The second session of 417 Magazine and Burrell Behavioral Health’s Life Interrupted series, Moments Interrupted, featured the experiences of Steve Cox and the Elmquist family. Centered around loss and grief as a result of COVID-19, the session focused on Steve Cox, who lost his mother to the pandemic—and Cross Elmquist, who experienced the loss of his senior year of high school. Burrell Behavioral Health’s Dr. Shelly Farnan provided perspective and support for the raw, emotional conversation.
1. The worst loss in our own loss
Nearly everyone has experienced some degree of loss as a result of the COVID-19 pandemic. From loss of employment to experiences or loved ones, each finding comes with a unique, personal grief. Naturally, we tend to compare our grief experiences to others, often imagining that others have it much worse than we do. Dr. Farnan explains that this is not healthy, as “we all need to name it [grief] and feel it, in order to heal.” Farnan says “It is normal that the loss that impacts us individually is the worst, and hardest to deal with.”

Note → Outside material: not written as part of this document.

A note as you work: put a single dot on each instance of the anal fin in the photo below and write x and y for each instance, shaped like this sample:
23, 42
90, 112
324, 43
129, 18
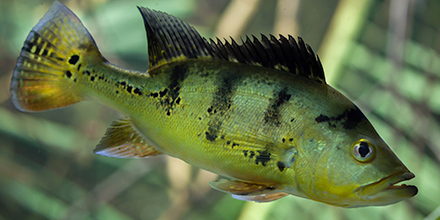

2. Grief is even more difficult when in uncharted territory
As hard as grief can be in normal circumstances, it’s certainly made more challenging with unprecedented conditions in the mix. The COVID-19 crisis has taken away our ability to participate in traditions we use to cope, such as life celebrations for loved ones who pass. “The loss of tradition and connection are forcing people to learn to grieve differently and on the fly to make meaning,” Dr. Farnan says.
3. Feeling your grief (and allowing others to witness) takes strength
As Cross Elmquist got emotional about lost senior year experiences and talked about a parking lot rendezvous planned for his last day of classes with his Kickapoo classmates, Dr. Farnan was struck by his willingness to express sorrow. Farnan commended the 18-year-old for showing adults how to grieve in healthy ways. “We’ve been told to pull ourselves up by our bootstraps … but it hurts, and there is no amount of fixing we can do.”
4. Do the best you can
Cox and his family planned a simple graveside service for his mother, Corinne, exemplifying the importance of continuing on and finding new ways to cope. In addition, Kirk Elmquist urged adults and youth alike to keep doing their best, and to celebrate victories whenever possible—even in a changed world. “Buy the graduation gown and share the senior pictures,” Kirk says in reference to his son’s situation.
5. Help others when possible
Dr. Farnan told a parable of grief, commonly shared by expert David Kessler, to explain the importance of helping others and the community during the COVID-19 crisis.
In the story, there’s a grand dining hall and a long table, covered in the most delicious foods. Everyone around the table, who were only given very long spoons to eat with, could not eat a bite because they were unable to use the spoons. Next door, in a similar dining hall with the same array of dishes, were people merrily rejoicing and eating, as they fed each other with their long spoons.
To Dr. Farnan’s point, people can lift each other up if they’re willing to band together.